Noventa por cento dela é limpa. Essa volatilidade é porque você mede energia a cada momento do dia. E, em função do mercado livre, você tem um preço da energia, os agentes ou que não conseguiram vender ou que venderam a energia precificam a energia 24 horas por dia. Então, você tem uma expectativa dos consumidores do mercado livre de terem preços mais baixos do que os do agente regulado. O que é novo? Existe uma recomendação de que consumidores com alta demanda de energia sejam ligados na alta-tensão, acima de 2,3 mil volts. Então, a partir de 2000 você teve um regime que culminou, em 2024, em um regime de liberação desses grandes consumidores, 150 mil clientes, para que eles pudessem migrar para o mercado livre. Muitos consumidores têm interesse em ser atendidos exclusivamente por fontes de energia não poluentes. Então é um momento de maior competição.
Como está a regulamentação para empresas trabalharem aqui em termos de meio ambiente, de energia elétrica?
Está andando. Somos um dos cinco maiores em energia eólica e solar do mundo. Uma das regulamentações importantes é a de liberação e qual vai ser o ritmo de liberação dos consumidores do grupo B (ligados à rede de baixa tensão, atendidos pelo mercado regulado). Esse debate começa agora no Congresso. Existem vários países onde os consumidores são livres para escolher quem é seu fornecedor.

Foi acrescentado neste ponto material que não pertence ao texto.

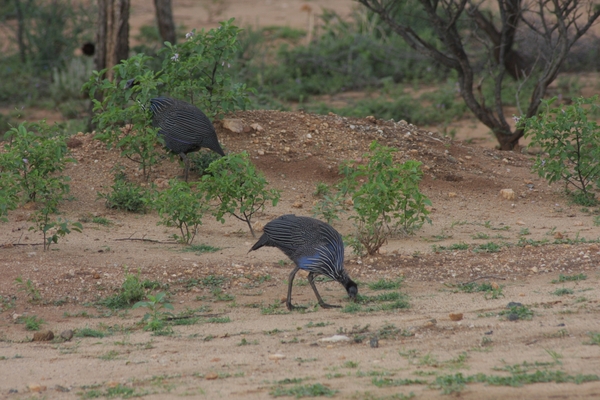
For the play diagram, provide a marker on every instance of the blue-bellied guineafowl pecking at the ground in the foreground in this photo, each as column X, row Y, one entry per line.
column 313, row 246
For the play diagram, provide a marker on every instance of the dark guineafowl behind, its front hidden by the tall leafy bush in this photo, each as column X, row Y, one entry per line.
column 183, row 126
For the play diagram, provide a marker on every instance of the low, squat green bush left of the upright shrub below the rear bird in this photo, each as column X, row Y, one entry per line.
column 126, row 195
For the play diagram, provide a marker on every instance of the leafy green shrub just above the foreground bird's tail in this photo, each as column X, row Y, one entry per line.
column 238, row 187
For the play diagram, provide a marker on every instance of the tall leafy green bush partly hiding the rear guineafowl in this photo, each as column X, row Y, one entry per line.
column 196, row 70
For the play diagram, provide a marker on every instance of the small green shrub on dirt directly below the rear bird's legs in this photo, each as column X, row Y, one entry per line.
column 181, row 207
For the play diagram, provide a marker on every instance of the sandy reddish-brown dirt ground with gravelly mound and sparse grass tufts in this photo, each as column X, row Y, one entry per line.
column 244, row 344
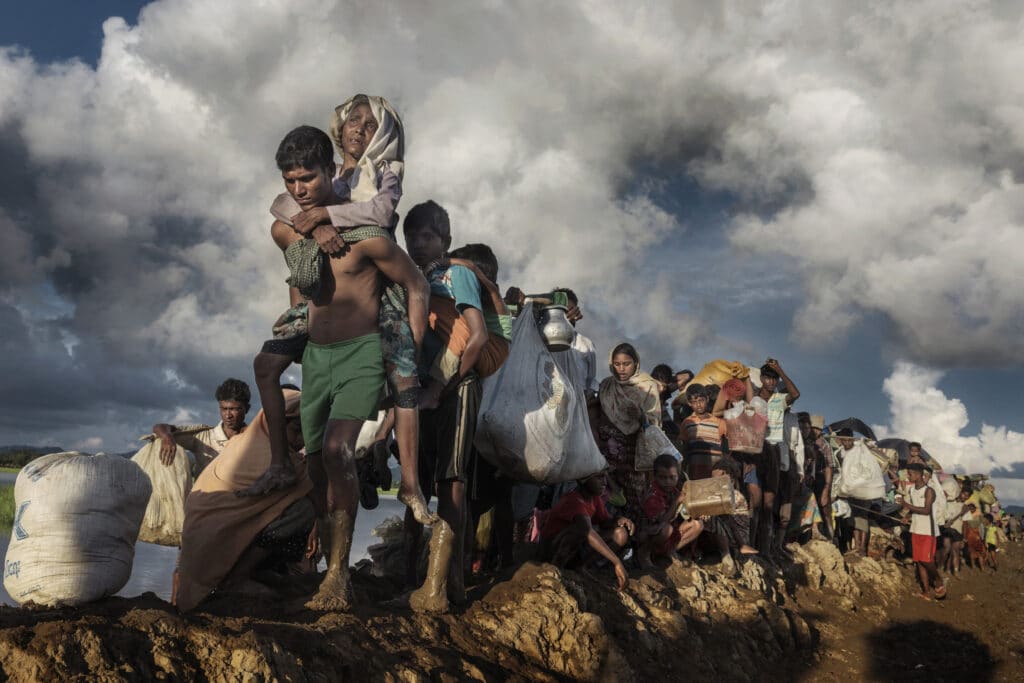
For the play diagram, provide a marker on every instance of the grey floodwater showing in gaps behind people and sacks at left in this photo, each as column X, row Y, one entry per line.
column 154, row 565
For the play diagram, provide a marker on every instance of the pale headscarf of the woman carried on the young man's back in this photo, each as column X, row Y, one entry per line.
column 388, row 146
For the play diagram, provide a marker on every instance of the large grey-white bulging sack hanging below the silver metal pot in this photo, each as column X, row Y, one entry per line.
column 533, row 424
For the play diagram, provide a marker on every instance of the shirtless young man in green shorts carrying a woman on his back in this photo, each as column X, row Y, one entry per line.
column 344, row 371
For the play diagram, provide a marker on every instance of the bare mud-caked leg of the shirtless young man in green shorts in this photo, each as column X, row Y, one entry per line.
column 336, row 527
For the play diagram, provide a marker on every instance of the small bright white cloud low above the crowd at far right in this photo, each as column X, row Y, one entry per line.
column 922, row 412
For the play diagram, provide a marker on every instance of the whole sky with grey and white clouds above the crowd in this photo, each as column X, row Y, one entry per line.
column 839, row 186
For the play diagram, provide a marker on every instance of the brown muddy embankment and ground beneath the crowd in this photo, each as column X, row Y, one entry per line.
column 819, row 619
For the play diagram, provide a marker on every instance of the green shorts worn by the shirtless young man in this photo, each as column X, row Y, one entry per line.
column 340, row 381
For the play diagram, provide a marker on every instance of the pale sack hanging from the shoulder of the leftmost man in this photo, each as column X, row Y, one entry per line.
column 166, row 513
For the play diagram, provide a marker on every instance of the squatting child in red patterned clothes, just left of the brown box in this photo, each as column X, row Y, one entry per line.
column 663, row 533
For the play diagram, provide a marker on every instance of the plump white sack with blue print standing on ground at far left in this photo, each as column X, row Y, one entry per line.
column 76, row 522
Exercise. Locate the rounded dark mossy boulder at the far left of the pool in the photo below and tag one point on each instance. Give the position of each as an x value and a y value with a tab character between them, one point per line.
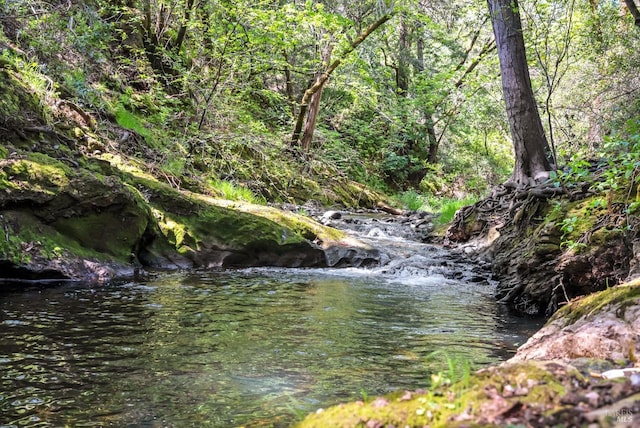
59	218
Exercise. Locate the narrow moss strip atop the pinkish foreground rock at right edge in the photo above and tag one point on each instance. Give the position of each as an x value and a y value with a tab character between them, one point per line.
623	295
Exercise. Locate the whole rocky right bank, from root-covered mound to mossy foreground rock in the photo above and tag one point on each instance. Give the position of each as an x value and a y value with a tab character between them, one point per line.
580	369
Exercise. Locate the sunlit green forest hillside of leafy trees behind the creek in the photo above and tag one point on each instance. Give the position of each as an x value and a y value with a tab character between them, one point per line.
206	94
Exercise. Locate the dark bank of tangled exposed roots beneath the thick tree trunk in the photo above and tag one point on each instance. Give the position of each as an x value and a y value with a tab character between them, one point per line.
539	267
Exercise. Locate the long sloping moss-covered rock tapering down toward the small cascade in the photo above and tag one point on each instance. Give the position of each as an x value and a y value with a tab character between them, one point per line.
205	232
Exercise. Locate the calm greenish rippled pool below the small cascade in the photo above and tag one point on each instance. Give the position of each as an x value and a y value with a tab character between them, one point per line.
256	347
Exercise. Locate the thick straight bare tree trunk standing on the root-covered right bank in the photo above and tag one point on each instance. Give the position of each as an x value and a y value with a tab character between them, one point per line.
529	140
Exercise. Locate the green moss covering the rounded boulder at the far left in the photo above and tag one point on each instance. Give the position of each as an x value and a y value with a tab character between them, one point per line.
81	213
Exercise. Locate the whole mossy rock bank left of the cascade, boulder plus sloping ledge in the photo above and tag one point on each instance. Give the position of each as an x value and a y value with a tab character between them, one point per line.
59	217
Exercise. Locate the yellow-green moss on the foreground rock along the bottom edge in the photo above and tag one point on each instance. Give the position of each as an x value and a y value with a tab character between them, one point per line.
441	407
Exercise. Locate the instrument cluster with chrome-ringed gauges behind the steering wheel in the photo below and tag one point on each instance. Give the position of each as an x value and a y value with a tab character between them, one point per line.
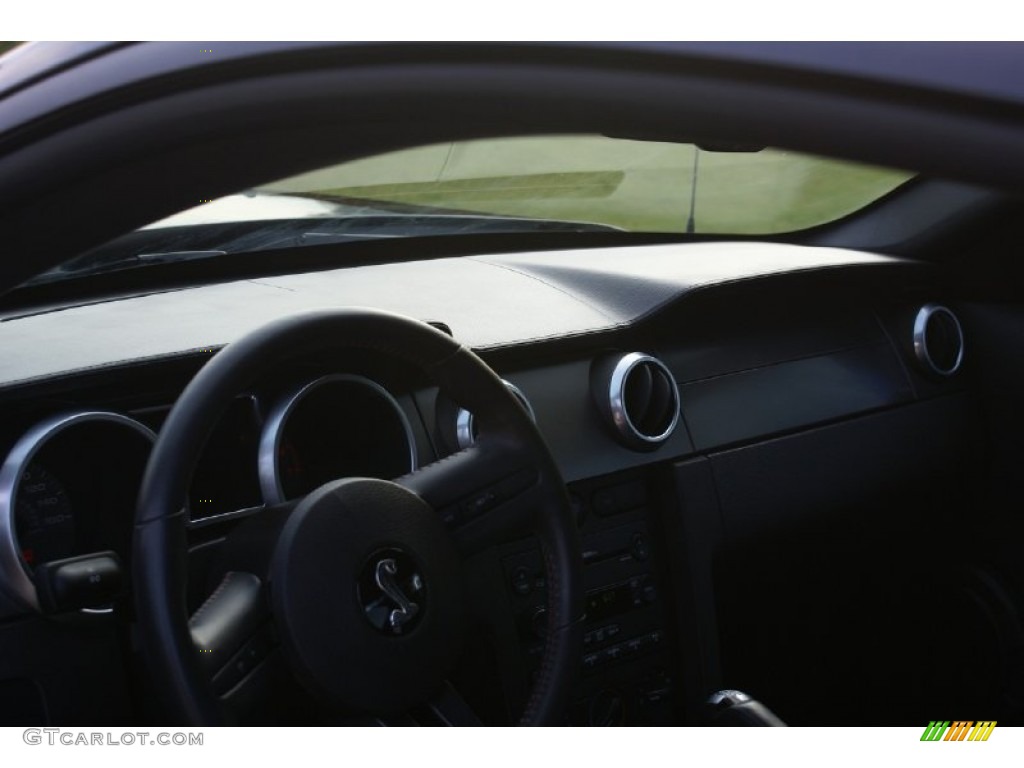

O mundo está ficando muito dependente de energia elétrica, não? Carro elétrico, uma série de demandas novas. O mundo tem condição de fornecer tudo isso de energia?
O mundo tem mais dificuldade de fazer isso do que o Brasil. (O desenvolvimento da) inteligência artificial está multiplicando por 10 ou às vezes 20 a demanda por data centers para processar essa informação, a quantidade de dados processados é enorme. É um negócio que precisa de energia renovável, de contingência, eu
acho que o Brasil vai ser um hub de energia.
Pode traçar um cenário sobre o tema energia elétrica em 10 anos ou 15 anos?
Para se descarbonizar, o mundo tem de sair das fontes que queimam carvão, óleo, gasolina etc. Então, ele vai se eletrificar. A forma de alimentar isso é usar fontes cada vez mais renováveis. Os países estão investindo em solar e eólica, embora com menos eficiência que o Brasil. Não vai acabar o petróleo, vai trocar o carvão, o óleo combustível, por gás natural. Eu diria que o Brasil tem uma vantagem espetacular. O Brasil tem 220 mil MW de
energia instalados. Como comparação, uma usina como Itaipu, que é a maior (do País), tem 14 mil MW. Só de potencial de eólica no continente nós temos cerca de 400 mil MW. Em 1960, tínhamos 5 mil MW instalados. E eu estou falando só de uma fonte, você tem mais 100 mil MW de hidrelétrica, tem o gás do pré-sal, uma quantidade solar imensa. E solar é a fonte que mais vai crescer. Então eu não tenho dúvida de que nós somos o celeiro energético do mundo para alimentar o processo de descarbonização.